Robert a tué Gloria. L'histoire ne fait pas l'ombre d'un doute. D'ailleurs, dès la première page du roman il est sur le banc des accusés d'un tribunal. La seule question qui importe alors est : Pourquoi ? Robert nous emmène alors dans ses proches souvenirs. Il a rencontré Gloria dans une rue. Cette fille colérique et désabusée, qui souhaite faire carrière dans le cinéma, l'embarque alors dans un marathon de danse qui promet mille dollars au couple survivant. Un marathon de danse, c'est des jours à gesticuler sur un rythme démentiel. Cinquante minutes de bougeotte, dix minutes de repos. Vingt-quatre heures sur vingt-quatre. En couple. Le couple survivant est déclaré vainqueur. Robert et Gloria vont alors s'escrimer pendant des heures et des heures, des jours et des jours, pendant que des couples sont éliminés ou abandonnent. Les tensions montent, les caractères se découvrent. Gloria est de plus en plus désabusée et insupportable.
Publié en 1935, ce premier roman d'Horace McCoy revient sur un phénomène aujourd'hui renaissant : la télé-réalité avant la télé-réalité ! Le marathon de danse est un événement bancal qui doit avoir ses multiples rebondissements afin qu'il attire un plus grand public et génère des revenus substantiels. Pensez que pour le bonheur de son organisateur, un criminel s'est engagé. Un mariage va y être célébré. Il y aura de nombreux tiercés. Des drames vont s'y nouer. Le sexe sous l'estrade mériterait une caméra cachée. Les gens bien-pensants de la ville vont y aller de leur morale pour fermer le concours.

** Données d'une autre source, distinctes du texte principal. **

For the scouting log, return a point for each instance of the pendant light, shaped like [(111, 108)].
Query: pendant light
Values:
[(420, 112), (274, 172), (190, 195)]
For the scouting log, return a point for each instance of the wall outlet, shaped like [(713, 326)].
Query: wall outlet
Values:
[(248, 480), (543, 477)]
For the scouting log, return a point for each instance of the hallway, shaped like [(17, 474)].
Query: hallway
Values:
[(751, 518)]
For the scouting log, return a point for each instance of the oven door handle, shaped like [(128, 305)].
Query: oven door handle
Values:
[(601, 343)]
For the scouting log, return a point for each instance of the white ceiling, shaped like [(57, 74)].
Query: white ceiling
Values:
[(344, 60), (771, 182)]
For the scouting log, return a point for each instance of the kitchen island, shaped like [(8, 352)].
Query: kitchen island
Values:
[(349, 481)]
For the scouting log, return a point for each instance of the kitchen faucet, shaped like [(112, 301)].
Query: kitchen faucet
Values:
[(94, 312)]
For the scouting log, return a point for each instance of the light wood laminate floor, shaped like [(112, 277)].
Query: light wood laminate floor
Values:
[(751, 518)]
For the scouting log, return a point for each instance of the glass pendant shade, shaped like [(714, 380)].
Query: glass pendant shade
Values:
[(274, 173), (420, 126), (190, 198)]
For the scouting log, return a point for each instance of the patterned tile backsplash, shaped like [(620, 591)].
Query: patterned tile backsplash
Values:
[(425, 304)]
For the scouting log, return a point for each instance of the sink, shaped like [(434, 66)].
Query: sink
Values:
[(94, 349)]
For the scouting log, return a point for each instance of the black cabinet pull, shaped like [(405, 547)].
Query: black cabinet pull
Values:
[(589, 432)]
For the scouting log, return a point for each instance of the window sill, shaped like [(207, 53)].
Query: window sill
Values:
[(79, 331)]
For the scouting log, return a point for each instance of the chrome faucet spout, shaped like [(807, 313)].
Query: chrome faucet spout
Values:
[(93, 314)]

Car il y a également une mineure parmi les danseuses. Une femme enceinte aussi. Une spectatrice va être victime d'une balle perdue. Enfin, Gloria va elle hériter d'une balle qui lui était destinée. Tout est réuni pour un véritable Loft Story. Un vrai Loft. Pas l'édulcoré tel que nous le connaissons aujourd'hui. Nul doute d'ailleurs que les chaînes de télévision se battraient pour nous proposer le marathon de danse d'Horace McCoy (l'homme est bien placé pour en parler, un de ses nombreux petits boulots était videur dans un de ces marathons). Il ne s'est pas trompé Robert Hossein, lui qui trente-six ans après l'adaptation cinématographique de Sydney Pollack, a proposé un spectacle en 2004 au Palais des Congrès (à cette occasion le livre est ressorti avec un bandeau célébrant l'événement). Un roman brillant et malheureusement méconnu qui dépeint avec finesse le genre humain livré ici dans une traduction de Marcel Duhamel qui le publia en son temps dans la "Série noire".


On en parle : La Vache qui lit n°136

Citation

C'est une grue qui a de l'instruction et de l'éducation, et ça c'est les pires de toutes... Même les filles ne sont pas en sécurité quand elle est dans les parages.